El legado de Saw 20 años después de su estreno

La franquicia que nació de aquella modesta producción independiente se convertiría en un fenómeno global que recaudó más de mil millones de dólares sin comprometer su visión nihilista del mundo. El universo de Saw se expandió a videojuegos, atracciones de parques temáticos y un merchandising que transformó a Jigsaw en un icono pop.
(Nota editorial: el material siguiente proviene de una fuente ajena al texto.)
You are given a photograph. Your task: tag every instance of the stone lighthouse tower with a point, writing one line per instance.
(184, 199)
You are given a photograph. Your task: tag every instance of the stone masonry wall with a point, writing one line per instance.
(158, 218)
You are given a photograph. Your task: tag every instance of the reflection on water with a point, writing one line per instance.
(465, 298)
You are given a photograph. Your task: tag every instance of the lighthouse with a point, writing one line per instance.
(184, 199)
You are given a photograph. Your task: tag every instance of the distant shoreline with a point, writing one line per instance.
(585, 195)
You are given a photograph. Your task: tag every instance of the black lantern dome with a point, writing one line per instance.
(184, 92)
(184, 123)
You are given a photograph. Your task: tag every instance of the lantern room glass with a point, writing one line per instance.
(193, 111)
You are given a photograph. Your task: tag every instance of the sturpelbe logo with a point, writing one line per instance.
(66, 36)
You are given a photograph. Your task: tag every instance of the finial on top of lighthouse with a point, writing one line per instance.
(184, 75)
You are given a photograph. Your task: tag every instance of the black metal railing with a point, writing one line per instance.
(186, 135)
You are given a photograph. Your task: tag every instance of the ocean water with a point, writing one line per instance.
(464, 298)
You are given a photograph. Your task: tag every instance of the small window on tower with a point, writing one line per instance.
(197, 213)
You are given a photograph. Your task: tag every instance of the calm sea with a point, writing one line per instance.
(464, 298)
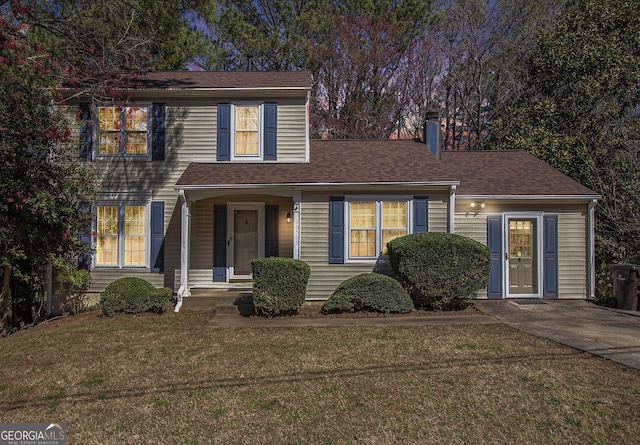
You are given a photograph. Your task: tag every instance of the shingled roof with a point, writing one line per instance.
(490, 173)
(332, 162)
(508, 173)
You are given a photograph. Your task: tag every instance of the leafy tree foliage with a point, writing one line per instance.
(484, 46)
(266, 35)
(581, 114)
(122, 35)
(365, 72)
(42, 182)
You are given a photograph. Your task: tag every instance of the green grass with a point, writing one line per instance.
(173, 379)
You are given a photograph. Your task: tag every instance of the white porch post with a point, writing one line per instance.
(184, 290)
(591, 249)
(452, 208)
(296, 224)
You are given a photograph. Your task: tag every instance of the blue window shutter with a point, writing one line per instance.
(270, 131)
(420, 214)
(86, 132)
(220, 243)
(158, 129)
(157, 236)
(224, 132)
(494, 241)
(270, 230)
(550, 253)
(336, 230)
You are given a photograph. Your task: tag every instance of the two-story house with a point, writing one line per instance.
(200, 172)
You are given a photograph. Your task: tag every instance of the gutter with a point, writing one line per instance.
(317, 184)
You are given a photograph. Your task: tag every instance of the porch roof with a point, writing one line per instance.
(337, 162)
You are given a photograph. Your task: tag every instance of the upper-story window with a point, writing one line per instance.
(123, 131)
(247, 130)
(136, 131)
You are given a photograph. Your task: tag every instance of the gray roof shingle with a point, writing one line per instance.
(495, 173)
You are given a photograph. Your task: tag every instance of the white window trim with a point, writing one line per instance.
(122, 153)
(260, 155)
(147, 242)
(378, 223)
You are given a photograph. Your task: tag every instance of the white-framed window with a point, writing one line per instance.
(121, 235)
(123, 130)
(372, 222)
(246, 139)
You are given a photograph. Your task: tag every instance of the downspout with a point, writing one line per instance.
(591, 249)
(296, 224)
(185, 228)
(452, 208)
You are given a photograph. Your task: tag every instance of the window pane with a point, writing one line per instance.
(109, 143)
(363, 243)
(247, 131)
(247, 143)
(136, 118)
(109, 118)
(136, 144)
(107, 236)
(134, 235)
(247, 118)
(394, 221)
(363, 229)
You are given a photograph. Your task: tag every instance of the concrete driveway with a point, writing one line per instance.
(608, 333)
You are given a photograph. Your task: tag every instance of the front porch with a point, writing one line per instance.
(221, 234)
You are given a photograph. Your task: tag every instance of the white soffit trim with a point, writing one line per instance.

Sus imitadores multiplicaron las torturas y elevaron los presupuestos, pero ninguno logró replicar esa sensación visceral de estar atrapado en un juego donde la realidad se pliega sobre sí misma y hace colapsar todo rastro humanidad.

Si Saw perdura 20 años después de su estreno, más allá de sus innovaciones en el género o su impacto cultural, es por su capacidad para articular ansiedades sociales arraigadas el imaginario colectivo: el control, la vigilancia, la deshumanización institucional, la religiones que prometen la salvación a través del sufrimiento. Saw persiste la cultura pop como un enigma, una pieza incómoda que se resiste interpretaciones unívocas. No es simplemente una película de terror: es un espacio donde el dolor y la redención —en su versión más brutal y degradada— se vuelven uno.

La figura de Jigsaw, con su filosofía de redención a través del trauma, descompone la idea de justicia y venganza. En lugar de una revancha catártica, lo que ofrece es una pedagogía violenta, un artefacto que invita a sus víctimas —y al público— a un cálculo imposible. No hay justicia divina, ni siquiera humana: solo el álgebra de una moralidad deforme. Al introducir un villano que hace del sufrimiento ajeno un experimento, Saw se convierte en una parábola enferma sobre la violencia en su estado más elemental, casi burocrático. La pregunta ya no es si sobreviviremos al juego, sino qué quedará de nosotros cuando termine.